Gogo Salt Lick is a salt lick located in Kenya.

History 
Gogo has been known as a place of Mûnyû (salt) for hundreds of years in Embu land,  since the founding of the Embu Community.

According to the Mbeere Historical Texts by Prof Mwaniki Kabeca (2005), Gogo is the place where Mwenendega, the founder of Embu tribe, met his wife Nthara. Kabeca narrates that Mwenendega, who lived near the current Mwenendega grove in Runyenjes, took his cattle to drink at the Gogo Salt Lick and found a girl who refused to talk to him at first. After much cajoling, she spoke with him and made him swear never to tell her negative things or abuse her, as there would be consequences.

Geography and location 
Gogo Salt Lick is located in Mukuuri, near the banks of the Gogo River that separates Mûkûûrî and Gitare localities at the edge of a ridge called Mürurîrî. At least five acres on the banks of the Gogo River, surrounding the salt lick, have been reserved for community use.
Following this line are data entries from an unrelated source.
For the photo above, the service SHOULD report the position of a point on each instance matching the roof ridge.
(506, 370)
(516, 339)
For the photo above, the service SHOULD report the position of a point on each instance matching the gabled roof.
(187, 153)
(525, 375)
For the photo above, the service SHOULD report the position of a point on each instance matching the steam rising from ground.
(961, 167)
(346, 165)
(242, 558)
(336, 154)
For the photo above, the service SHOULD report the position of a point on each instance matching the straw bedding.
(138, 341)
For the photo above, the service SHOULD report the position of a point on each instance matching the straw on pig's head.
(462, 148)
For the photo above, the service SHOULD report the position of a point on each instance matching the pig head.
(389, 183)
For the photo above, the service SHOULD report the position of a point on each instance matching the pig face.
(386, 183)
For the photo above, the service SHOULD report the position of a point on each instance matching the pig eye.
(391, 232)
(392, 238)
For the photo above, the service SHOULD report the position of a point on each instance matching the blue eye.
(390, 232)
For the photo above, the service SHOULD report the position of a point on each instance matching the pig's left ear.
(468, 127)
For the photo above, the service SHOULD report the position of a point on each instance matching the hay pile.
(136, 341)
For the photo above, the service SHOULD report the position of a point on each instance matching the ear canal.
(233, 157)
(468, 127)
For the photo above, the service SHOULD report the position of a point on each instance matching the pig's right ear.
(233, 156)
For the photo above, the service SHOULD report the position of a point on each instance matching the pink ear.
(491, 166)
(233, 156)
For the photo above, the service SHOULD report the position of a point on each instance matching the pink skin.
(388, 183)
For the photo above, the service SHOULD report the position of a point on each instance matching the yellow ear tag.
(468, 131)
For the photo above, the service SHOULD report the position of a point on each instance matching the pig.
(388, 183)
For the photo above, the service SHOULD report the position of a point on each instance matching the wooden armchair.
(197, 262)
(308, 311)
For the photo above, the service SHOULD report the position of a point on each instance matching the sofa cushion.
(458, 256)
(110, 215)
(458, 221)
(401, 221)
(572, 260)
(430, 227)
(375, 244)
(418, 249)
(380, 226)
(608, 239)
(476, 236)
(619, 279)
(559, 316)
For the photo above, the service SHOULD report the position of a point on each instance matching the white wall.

The five-acre Gogo meadows, which surrounds the salt lick, is populated by indigenous trees.

Chemistry 
The Gogo Salt Lick is an area of water puddles fed by slow seeping springs and traditionally used by wildlife and livestock. The salty water that oozes from the undergrounds empties into the Gogo River. Salt licks occur in areas of both sedimentary and volcanic bedrock. They occur rarely in granitic bedrock except where overlain by calcareous glacial till.

Well established mineral licks, like Gogo, typically appear as open muddy areas and are usually characterised by well-worn trails radiating from them. Animals from Kenya, such as buffaloes, gazelles, zebras; and domestic ones such as cattle, goats and sheep, come to such salt licks to ingest the crucial sodium and chloride minerals, which they need to survive.